At an equivalent time, DCM in individual members of these typical breeds could, in fact, be diet-related. “We saw a doberman [a typical breed] last week that had taurine deficiency,” Freeman said. “His condition is improving with diet change and taurine supplementation.”

Which food to give?

Tracy McGlinchey, a pet owner in Connecticut, has been reading abreast of dietary factors in DCM since her 3-year-old Boston bull , Millie, was diagnosed in July. the primary sign that something wasn’t right surfaced the weekend after the Independence Day holiday, when Millie developed a random dry cough. “Think: cat with furball,” McGlinchey said. “Nothing terrible. You half ignore it.”

On Monday, McGlinchey’s 16-year-old daughter noticed Millie breathing fast and shallow. They took the dog to the veterinarian. An X-ray revealed an cardiomegaly . an instantaneous trip to the emergency hospital for an echocardiogram showed DCM.

Millie is susceptible to allergies, and McGlinchey believes potatoes are the cause, so she’s always steered beyond foods containing potato. Millie appeared to had best on a kibble composed of venison, lentils, peas and chickpeas. When the brand was discontinued, McGlinchey switched Millie to a boutique blend the primary four ingredients of which are anchovy meal, peas, fava beans and sunflower-seed oil .

Now that Millie has heart condition , McGlinchey is diving deep into ingredient labels, and trying one diet after another. Millie likes all of them , but McGlinchey hasn’t found one that she loves.

“Finding grained foods is challenging,” she said. “Everything is grain-free. And if it doesn’t have grains, then there is a lot of potatoes. and therefore the peas. It’s crazy.”

She’s been searching in pet stores instead of grocery stores, which are more likely to stock traditional brands, because buying pet food at the supermarket is “almost embarrassing,” McGlinchey said, half laughing at herself. “Like buying your kids a soda.”

She understands that the grain-free movement is fed by marketing. She said, “Who says dogs shouldn’t have grains?”

Freeman, the Tufts University veterinary nutritionist, said grains are perfectly fine ingredients. “Grains don’t contribute to any health problems, and are utilized in pet food as a nutritious source of protein, vitamins and minerals,” she said.

While many pet owners may feed grain-free and/or limited-ingredient formulations in an effort to regulate allergies, the pet won’t actually be allergic to a food or foods, consistent with Freeman. it’d be allergic to pollen, molds and/or dust mites instead, she said.

Even if a dog with skin or gastrointestinal problems gets better on a special diet, that does not mean that the development is due to a change in ingredients. Changing the diet brings changes in fat level, fiber level, fiber type and digestibility, too, Freeman noted. “While owners commonly think it is the ingredients that helped, many other factors also changed that are more likely to possess caused the development ,” she said.

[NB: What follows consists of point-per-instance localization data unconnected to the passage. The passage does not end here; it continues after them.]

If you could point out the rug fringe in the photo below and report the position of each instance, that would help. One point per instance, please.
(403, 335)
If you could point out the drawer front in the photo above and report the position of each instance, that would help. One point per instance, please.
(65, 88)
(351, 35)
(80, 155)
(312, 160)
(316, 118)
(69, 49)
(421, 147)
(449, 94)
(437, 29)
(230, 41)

Millie’s case has caused her veterinarian, Dr. Neil Marrinan, to vary his ways when it involves talking about diet with dog owners. Earlier in his career, he would advise them to feed a spread of foods, regularly changing brands and ingredients. After awhile, although his opinion remained firm, he stopped offering it. “People [have] … a preconception of what they need to feed their dog, and [they] come to the doctor for validation,” he said. “Unless I heard something that seemed out of the standard , i might avoid commentary.”

No more. “It got out of hand, these narrow-cast diets,” Marrinan said. “It’s cause for us to mention , ‘This isn’t good.’ “

He’s back to speaking up now. His advice: “I recommend varying the diet to incorporate grains, with meat because the first ingredient.”